Ambient Wetland Monitoring Program currently focuses on monitoring of Pothole, Riverine & Fen Wetlands. Starting in 2015 thirty (10 of each type) wetland sites have been selected for routine monitoring. These sites were visited three times in 2015 where water quality, vegetation, macroinvertebrate and fish sampling occurred. The program plans to monitor these sites on a rotational basis into the future in addition to new wetlands sites in Iowa
National Wetland Condition Assessment (NWCA) is a collaborative survey of our Nation's wetlands. The NWCA measures the chemical, physical and biological integrity of wetlands through a set of commonly used and widely accepted indicators.
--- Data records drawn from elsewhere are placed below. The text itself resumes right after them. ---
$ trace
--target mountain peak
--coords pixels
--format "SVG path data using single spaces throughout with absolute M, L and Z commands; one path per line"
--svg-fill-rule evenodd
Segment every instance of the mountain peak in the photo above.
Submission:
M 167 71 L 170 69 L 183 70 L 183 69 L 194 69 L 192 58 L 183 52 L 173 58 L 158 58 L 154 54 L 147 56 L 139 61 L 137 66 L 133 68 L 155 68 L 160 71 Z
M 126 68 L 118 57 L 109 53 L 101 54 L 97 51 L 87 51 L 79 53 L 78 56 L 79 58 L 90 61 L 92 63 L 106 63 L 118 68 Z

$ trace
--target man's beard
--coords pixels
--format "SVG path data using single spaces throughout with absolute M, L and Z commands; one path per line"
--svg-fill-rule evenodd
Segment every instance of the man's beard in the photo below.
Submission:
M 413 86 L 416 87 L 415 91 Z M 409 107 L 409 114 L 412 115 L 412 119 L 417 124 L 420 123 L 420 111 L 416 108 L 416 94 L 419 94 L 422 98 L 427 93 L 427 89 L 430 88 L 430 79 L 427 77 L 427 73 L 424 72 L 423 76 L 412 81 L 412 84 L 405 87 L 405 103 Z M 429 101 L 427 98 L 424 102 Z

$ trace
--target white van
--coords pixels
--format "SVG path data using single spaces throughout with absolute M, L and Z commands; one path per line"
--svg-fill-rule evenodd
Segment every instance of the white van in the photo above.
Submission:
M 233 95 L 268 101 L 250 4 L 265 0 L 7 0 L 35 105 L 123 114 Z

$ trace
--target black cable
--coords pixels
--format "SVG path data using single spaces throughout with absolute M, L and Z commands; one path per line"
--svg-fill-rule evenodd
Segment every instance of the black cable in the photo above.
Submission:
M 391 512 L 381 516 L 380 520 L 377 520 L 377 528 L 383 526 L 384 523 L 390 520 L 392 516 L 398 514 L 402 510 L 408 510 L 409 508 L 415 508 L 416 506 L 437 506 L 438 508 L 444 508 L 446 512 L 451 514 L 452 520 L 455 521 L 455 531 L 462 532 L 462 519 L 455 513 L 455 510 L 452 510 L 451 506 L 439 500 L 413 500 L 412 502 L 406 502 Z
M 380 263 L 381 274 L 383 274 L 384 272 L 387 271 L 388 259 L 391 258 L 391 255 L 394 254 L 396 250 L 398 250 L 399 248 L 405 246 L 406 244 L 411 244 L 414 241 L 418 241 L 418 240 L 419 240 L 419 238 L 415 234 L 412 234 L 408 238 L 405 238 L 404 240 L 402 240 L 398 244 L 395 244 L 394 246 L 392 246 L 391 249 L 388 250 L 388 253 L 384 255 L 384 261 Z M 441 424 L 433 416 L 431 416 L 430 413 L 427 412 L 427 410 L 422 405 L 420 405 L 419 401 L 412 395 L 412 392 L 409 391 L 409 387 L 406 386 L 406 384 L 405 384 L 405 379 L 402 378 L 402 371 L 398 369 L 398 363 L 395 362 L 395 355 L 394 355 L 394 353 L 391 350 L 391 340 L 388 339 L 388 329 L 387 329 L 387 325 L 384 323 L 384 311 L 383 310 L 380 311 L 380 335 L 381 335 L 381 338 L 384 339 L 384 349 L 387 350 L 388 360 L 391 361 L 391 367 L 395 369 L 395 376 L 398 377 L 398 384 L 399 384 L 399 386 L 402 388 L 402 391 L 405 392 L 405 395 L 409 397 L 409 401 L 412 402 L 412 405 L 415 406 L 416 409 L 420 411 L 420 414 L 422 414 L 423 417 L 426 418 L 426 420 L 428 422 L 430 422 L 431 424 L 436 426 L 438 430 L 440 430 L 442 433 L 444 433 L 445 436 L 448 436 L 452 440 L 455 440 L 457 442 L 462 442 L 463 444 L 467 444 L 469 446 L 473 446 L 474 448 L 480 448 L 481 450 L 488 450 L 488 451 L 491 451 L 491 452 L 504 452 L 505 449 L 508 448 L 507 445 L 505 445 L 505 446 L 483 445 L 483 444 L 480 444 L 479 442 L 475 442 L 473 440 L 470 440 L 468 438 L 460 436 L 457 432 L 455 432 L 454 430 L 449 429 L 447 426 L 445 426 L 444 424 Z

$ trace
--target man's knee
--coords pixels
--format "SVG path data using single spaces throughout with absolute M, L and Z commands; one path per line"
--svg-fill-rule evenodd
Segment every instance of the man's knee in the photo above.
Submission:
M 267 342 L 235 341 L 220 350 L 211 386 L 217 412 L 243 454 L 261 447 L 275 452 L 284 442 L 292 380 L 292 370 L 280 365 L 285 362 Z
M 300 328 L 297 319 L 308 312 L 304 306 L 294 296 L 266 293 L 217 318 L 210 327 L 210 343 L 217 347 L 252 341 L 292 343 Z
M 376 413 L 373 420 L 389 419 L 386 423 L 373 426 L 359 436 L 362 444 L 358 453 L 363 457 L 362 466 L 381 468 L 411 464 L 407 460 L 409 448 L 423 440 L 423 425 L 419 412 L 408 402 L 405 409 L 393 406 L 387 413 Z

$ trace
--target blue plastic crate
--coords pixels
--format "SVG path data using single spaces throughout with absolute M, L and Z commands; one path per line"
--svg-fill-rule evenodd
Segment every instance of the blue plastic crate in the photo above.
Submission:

The NWCA is designed to answer basic questions about the extent to which our nation’s wetlands support healthy ecological conditions and the prevalence of key stressors at the national and regional scale. It is intended to complement and build upon the achievements of the U.S. Fish and Wildlife Service Wetland Status and Trends Program, which characterizes changes in wetland acreage across the conterminous United States. Paired together, these two efforts provide government agencies, wetland scientists, and the public with comparable, scientifically-defensible information documenting the current status and, ultimately, trends in both wetland quantity (i.e., area) and quality (i.e., ecological condition). The 2011 National Wetland Condition Assessment (NWCA) was the first national evaluation of the ecological condition of the nation’s wetlands. The second field sampling season will be conducted in 2016.